Navigating an Interracial Relationship

Two hands clasped together. The hand on the left has had henna applied, a wedding tradition common in India.

I still remember the moment I called home to tell my parents about my partner, and my father’s response was, “Why are you doing this to us?” His words were like a sharp knife, cutting deep into my heart. But truthfully, I consider myself lucky for receiving such a mild reaction after telling my Indian immigrant parents that I was dating a white boy. I don’t want to generalize, but Indian parents, like mine, often have strict beliefs and conservative upbringings, especially when it comes to dating.

In India, there are still outdated and dangerous relationship prejudices that persist. People are encouraged to date within their own caste, village, and region. Otherwise, there can be unbearable friction between families, sometimes leading to disownment. My parents, both originally from different Asian cultures but living in India, had a love marriage. However, this resulted in many of my mother’s family members boycotting the wedding out of disappointment. Fast forward to the past decade, and I was overjoyed to witness my cousin marrying an Irish white man, with my family accepting it with minimal resistance.

Yet, despite these changes, my parents remained surprisingly hesitant about my dating choices. They dismissed the longevity of my relationship and would still say things like, “Let us find you an Indian boy.” I sense that they fear I might lose my cultural identity, but there are also underlying prejudices they hold against white people.

To my dismay, some of those stereotypes had seeped into my own thoughts. In the early stages of our relationship, I remember bringing up the topic of marriage, which is highly revered in my culture and often the only acceptable reason for dating someone. When my partner hesitated to discuss such distant plans, I felt as though he didn’t understand the importance of commitment or the responsibility that accompanies love. I even questioned whether he could envision himself with an Indian woman.

At times, when my partner’s care for me was evident, I found myself worrying that his affection stemmed from a general fetishization of South Asian women. I feared I may just be an exotic token girlfriend, and I couldn’t shake the feeling that my preference for him over an Indian boy was rooted in the colorism I had grown up with. The skepticism my parents had instilled in me about being in an interracial couple had taken root, and it took time for me to reassess my mindset and recognize that my partner genuinely cared about me as a person.

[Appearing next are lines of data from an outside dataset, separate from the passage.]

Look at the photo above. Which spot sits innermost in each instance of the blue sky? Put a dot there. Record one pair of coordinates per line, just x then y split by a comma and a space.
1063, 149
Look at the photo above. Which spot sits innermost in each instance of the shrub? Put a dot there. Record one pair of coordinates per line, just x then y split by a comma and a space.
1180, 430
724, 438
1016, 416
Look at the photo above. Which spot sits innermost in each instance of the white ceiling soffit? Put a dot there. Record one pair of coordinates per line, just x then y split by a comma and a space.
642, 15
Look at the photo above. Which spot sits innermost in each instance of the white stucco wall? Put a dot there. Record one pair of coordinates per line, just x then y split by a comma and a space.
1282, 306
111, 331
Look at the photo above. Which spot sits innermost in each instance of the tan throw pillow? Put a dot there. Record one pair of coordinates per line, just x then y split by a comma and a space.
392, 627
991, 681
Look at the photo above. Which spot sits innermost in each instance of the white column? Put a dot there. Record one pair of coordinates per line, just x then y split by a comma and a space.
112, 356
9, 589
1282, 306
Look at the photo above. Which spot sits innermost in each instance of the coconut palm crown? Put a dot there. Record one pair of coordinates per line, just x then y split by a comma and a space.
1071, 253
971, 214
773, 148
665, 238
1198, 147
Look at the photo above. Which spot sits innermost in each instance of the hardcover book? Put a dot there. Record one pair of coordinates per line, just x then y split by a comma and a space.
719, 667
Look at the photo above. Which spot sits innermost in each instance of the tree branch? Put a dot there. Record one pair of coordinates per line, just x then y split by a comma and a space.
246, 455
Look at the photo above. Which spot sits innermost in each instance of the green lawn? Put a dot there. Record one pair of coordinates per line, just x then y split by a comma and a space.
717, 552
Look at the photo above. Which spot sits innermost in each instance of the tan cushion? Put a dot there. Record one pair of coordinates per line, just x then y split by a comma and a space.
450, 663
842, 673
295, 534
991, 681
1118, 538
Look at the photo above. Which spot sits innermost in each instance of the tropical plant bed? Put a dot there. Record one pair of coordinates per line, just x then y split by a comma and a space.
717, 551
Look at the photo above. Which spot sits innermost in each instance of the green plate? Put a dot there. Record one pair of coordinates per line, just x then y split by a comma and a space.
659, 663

Navigating an interracial relationship brings its own challenges, often leaving Indian individuals feeling uncomfortable or embarrassed. Convincing my partner to address my parents as “aunty” and “uncle” was met with awkwardness, which made me self-conscious. The differences in family dynamics, such as the lack of privacy, independence, and formality in my family compared to his, also created feelings of shyness within me. When he stayed over at my place, my parents couldn’t accept the idea of us sharing a bed and provided extra sheets so he could sleep elsewhere. I worried about overwhelming him with potent curries or bombarding him with religious pictures on our walls. The confusion he experienced when we drew family trees for each other, with me including all my distant cousins, highlighted the cultural differences he was encountering. However, together, we will overcome any challenges that arise.

Although I wish it weren’t so, I find validation in someone finding parts of my culture attractive or exciting. When my partner appreciates my Indian outfits as beautiful as any other formal dress, enjoys the masala chai I make for him, or finds excitement in watching Bollywood dances, it makes me feel secure in being my true self. Being a person of color in Oxford can be difficult, as moments of racism occasionally surface, but mostly it’s a feeling of loneliness and the longing to find your people or experience Indian music at a social gathering. Moving from a city and school with a dense South Asian population to a place where there are only a handful of South Asian individuals in each college has made me feel like a 24/7 ambassador of my culture and faith.

Fortunately, my partner is very understanding of these dynamics and encourages open, honest, and reflective conversations. He doesn’t try to educate me about my own experiences but provides reassurance when I feel self-conscious around others. Although his family is welcoming, I often wonder if it would be easier for everyone if he were dating a white person, as these thoughts of judgment creep into my mind. Sometimes, I hesitate to indulge when they drink excessively in public due to my reserved upbringing, and I would never feel comfortable wearing traditional Indian clothes or a bindi when meeting them. Like many others in interracial relationships, I fear appearing “too Indian,” so we tend to opt for a more palatable approach.

As my partner and I continue to learn and grow together, the feeling of “otherness” is gradually becoming less overwhelming. It’s a beautiful experience to share my culture with someone who genuinely takes an interest in my upbringing. Through this process, we challenge each other’s assumptions and stereotypes, fostering personal growth. While I have my own internal conflicts to sort out, having a supportive partner who provides space and care is truly invaluable.